8.3.15 The video will be at up to 2 images/second
Oh, and the video will be at "up to 2 images/second." Again, a really strange way of phrasing because it specifies a maximum rather than a minimum. And again, that's a fraction of the camera's ability. So once more, it's wasted money to buy such a camera. And frankly, 2 images/second really sucks. Even the cheapest IQeye cameras can do 30 images/second. (And the Gompers-specified cameras are far from the cheapest.)
And that MCPS standard (for which MCPS paid Gompers) for IQeye cameras and their megapixel cameras? That was a waste of money too. I don't know how much MCPS paid Gompers but it wouldn't surprise me if it was in the range of $50K - $100K.
By the way, according to MCPS Superintendent Jerry Weast, " All of our technology partners know they are not permitted to use MCPS testimonials in advertising." This is a quote from a January 2009 memo of his (see answer #9). This is otherwise known as MCPS Policy BBB. As can be seen with the press release from IQeye, this policy is clearly being ignored. Writing in the Parents Coalition Blog, Janis Sartucci described this in detail along with several other failures of the policy. It is an eye-opening read.

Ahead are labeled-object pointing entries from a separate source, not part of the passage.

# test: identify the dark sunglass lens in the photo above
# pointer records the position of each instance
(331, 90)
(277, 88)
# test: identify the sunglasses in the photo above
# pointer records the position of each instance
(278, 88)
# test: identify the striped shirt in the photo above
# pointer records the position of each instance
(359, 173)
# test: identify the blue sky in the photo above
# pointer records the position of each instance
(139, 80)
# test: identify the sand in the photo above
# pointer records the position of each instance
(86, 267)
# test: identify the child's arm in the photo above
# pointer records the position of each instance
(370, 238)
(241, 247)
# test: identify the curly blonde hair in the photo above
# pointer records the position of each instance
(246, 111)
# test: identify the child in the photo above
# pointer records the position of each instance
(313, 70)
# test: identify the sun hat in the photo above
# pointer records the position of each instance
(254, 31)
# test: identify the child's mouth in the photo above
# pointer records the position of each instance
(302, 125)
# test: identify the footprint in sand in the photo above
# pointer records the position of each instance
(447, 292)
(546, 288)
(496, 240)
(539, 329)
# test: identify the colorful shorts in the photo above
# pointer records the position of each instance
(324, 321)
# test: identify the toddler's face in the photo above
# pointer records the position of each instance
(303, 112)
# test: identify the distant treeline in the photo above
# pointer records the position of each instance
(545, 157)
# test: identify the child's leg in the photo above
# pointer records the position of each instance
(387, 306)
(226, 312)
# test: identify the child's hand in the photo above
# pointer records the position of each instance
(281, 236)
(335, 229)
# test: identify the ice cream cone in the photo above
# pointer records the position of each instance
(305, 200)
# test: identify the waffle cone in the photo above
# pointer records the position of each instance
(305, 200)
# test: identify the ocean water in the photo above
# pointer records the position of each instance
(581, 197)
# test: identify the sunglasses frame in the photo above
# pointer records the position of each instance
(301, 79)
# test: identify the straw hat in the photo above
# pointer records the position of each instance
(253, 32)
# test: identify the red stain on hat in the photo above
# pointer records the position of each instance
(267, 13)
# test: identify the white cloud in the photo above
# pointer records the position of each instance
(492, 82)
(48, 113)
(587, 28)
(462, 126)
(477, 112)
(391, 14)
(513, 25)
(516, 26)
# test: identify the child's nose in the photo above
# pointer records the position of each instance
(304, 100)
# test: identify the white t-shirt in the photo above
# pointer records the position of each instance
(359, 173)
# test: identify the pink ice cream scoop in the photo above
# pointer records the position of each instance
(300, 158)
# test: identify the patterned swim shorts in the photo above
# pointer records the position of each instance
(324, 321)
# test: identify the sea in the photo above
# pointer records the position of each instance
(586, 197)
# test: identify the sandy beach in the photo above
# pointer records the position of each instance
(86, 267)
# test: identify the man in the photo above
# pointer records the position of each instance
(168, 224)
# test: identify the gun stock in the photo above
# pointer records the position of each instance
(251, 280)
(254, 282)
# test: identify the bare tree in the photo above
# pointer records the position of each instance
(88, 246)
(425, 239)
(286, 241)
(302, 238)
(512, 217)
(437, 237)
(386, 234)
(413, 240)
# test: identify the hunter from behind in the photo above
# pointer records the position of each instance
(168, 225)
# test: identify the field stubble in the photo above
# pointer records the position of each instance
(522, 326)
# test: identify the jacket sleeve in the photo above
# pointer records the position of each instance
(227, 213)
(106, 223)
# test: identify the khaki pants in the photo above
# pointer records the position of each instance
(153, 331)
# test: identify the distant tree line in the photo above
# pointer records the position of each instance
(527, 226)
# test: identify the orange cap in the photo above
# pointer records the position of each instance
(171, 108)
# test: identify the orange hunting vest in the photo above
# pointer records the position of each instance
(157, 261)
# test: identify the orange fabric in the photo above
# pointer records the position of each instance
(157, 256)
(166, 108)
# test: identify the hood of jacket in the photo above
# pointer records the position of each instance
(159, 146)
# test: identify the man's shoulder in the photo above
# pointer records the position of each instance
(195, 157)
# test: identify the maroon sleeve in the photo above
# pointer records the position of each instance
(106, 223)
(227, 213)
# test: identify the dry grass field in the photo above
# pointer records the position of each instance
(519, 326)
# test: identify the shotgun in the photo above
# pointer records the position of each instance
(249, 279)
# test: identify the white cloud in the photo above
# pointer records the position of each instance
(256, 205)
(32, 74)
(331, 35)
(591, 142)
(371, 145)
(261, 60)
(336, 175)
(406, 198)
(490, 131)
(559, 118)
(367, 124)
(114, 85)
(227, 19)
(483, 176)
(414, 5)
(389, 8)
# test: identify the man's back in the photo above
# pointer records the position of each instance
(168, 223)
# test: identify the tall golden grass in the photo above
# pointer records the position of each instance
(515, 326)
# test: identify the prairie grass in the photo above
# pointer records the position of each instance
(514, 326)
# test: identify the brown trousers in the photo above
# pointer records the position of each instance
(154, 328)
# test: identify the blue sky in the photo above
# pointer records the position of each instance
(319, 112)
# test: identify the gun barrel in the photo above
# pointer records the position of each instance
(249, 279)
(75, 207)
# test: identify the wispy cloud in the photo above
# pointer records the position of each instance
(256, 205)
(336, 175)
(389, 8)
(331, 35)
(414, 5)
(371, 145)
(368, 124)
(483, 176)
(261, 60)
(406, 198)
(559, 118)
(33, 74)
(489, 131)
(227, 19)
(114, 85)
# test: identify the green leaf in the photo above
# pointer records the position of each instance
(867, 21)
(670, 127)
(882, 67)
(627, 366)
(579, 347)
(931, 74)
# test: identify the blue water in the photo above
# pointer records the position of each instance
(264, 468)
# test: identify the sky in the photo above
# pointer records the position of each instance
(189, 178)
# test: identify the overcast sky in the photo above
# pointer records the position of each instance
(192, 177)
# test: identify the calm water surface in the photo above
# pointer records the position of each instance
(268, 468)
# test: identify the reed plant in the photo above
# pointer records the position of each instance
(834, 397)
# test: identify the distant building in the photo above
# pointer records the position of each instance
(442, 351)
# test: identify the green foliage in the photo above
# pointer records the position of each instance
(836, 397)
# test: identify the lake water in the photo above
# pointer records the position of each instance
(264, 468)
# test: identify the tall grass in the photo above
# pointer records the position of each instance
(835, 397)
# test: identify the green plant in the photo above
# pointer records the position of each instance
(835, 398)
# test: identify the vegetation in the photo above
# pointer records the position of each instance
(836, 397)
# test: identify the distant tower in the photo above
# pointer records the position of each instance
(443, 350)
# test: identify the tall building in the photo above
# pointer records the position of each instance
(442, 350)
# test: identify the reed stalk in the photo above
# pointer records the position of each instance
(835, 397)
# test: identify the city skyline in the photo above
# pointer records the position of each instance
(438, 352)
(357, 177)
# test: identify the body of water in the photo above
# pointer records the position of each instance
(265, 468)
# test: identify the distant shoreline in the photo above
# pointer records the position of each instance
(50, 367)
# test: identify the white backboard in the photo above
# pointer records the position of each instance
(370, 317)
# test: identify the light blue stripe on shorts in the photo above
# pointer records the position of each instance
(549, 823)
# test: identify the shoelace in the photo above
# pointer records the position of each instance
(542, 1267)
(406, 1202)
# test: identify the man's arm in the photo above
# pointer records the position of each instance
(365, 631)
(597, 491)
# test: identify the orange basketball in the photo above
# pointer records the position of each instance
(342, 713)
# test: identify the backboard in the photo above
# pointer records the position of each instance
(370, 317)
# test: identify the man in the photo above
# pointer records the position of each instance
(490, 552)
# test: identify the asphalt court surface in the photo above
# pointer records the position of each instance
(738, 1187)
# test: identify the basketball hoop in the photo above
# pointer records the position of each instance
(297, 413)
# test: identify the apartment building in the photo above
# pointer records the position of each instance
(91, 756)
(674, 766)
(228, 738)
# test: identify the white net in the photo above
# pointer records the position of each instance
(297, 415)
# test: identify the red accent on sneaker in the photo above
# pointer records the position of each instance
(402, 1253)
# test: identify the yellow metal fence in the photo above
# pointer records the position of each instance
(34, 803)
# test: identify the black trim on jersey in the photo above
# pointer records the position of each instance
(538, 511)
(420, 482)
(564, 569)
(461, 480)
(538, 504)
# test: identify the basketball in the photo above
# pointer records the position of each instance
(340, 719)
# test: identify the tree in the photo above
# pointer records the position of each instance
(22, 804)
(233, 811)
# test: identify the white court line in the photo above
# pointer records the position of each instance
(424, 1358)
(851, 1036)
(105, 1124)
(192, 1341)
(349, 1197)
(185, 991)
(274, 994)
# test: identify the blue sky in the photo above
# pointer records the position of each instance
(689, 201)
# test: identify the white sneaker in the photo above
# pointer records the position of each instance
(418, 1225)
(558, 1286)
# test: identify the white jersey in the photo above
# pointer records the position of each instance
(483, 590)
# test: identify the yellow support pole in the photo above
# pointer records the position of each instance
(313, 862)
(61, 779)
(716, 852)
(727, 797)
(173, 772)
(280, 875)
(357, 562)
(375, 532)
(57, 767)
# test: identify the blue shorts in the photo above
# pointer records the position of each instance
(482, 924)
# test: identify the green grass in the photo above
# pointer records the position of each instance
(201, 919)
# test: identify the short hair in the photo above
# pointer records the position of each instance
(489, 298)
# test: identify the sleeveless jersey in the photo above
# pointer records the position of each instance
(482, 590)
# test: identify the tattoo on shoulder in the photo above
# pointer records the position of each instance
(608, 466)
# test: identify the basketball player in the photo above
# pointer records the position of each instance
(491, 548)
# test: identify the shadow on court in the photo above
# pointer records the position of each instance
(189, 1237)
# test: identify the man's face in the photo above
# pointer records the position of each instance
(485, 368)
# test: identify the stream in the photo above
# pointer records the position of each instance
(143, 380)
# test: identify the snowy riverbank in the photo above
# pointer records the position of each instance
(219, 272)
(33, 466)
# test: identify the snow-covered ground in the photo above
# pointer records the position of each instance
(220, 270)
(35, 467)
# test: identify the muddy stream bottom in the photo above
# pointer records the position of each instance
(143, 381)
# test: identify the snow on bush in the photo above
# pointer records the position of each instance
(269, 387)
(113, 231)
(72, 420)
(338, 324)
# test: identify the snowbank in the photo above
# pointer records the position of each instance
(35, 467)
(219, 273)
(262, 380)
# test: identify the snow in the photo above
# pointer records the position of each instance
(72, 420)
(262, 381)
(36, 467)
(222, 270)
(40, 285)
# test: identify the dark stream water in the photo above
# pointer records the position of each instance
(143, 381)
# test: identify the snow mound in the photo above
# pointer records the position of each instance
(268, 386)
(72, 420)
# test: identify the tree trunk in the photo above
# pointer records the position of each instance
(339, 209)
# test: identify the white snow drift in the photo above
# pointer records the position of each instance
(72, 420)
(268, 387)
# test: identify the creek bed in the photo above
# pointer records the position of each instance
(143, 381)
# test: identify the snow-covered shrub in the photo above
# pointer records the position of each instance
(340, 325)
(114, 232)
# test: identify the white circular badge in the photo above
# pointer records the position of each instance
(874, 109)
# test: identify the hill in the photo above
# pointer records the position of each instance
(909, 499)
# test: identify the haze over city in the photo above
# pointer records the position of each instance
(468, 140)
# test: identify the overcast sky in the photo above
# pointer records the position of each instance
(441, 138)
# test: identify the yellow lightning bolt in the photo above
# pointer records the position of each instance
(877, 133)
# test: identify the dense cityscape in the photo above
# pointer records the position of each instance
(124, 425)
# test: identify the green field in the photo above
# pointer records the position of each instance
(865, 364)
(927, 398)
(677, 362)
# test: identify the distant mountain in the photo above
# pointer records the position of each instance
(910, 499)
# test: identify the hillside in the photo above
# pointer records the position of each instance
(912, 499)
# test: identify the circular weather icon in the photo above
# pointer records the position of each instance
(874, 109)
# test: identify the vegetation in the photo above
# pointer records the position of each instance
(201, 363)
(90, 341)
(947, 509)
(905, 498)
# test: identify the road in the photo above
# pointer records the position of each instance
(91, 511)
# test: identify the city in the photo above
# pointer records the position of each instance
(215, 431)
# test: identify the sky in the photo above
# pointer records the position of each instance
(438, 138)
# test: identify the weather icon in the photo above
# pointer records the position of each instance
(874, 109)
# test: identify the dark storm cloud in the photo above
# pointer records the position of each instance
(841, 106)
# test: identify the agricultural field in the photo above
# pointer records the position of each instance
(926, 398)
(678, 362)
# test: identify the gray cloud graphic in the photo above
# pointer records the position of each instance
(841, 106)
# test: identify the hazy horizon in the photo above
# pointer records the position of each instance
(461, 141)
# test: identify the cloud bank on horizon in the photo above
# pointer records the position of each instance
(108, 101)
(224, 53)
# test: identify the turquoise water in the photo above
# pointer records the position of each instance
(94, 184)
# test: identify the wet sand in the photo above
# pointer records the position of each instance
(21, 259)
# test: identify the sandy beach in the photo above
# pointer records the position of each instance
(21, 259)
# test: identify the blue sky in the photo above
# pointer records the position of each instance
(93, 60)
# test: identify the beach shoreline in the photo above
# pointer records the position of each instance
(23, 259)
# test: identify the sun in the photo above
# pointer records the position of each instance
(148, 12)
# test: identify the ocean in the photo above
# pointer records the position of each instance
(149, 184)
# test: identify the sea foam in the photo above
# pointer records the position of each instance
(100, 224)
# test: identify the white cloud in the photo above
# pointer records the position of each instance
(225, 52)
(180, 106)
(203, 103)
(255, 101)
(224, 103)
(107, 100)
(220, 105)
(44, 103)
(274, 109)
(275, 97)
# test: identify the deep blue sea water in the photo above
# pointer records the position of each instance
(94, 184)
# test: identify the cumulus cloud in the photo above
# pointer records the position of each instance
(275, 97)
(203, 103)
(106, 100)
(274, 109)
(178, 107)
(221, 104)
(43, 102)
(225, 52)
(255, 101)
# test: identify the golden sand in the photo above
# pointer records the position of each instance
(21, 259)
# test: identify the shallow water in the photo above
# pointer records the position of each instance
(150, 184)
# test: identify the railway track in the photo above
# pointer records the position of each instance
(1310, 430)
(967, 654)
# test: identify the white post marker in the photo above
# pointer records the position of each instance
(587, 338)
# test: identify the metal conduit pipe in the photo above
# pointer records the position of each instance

Although I've picked out just a few examples, the entire proposal has more. Some of them are harder to explain but equally laughable. Browsing the proposal is not for the faint-of-heart but if have a bit of technical expertise, give it a read. Post a comment describing the absurdities that you find. (Here's one to get you started: Search for Linux and Windows.)
So what's this going to cost? Because it sounds incredibly expensive. Add up all paraphenalia in the RFP (chemical warefare detectors?!), new software (that we get to debug), labor costs (one-time, maintenance, training), etc., and we're talking millions of dollars. And that's for a system that has no functional guarantees that it will actually stop anyone from entering the school and, for that matter, even detect a knife or gun.
At my own workplace, we have card-based entry systems that are regularly bypassed. Two people approach the door at the same time, the first swipes the card. The second walks through while the door is still open. So much for million-dollar security. We could spend less (and lower the unemployment rate) by employing people to stand at the doors all day. Better yet, let's pay these people to stay home. It would be an equally effective system and a whole lot cheaper.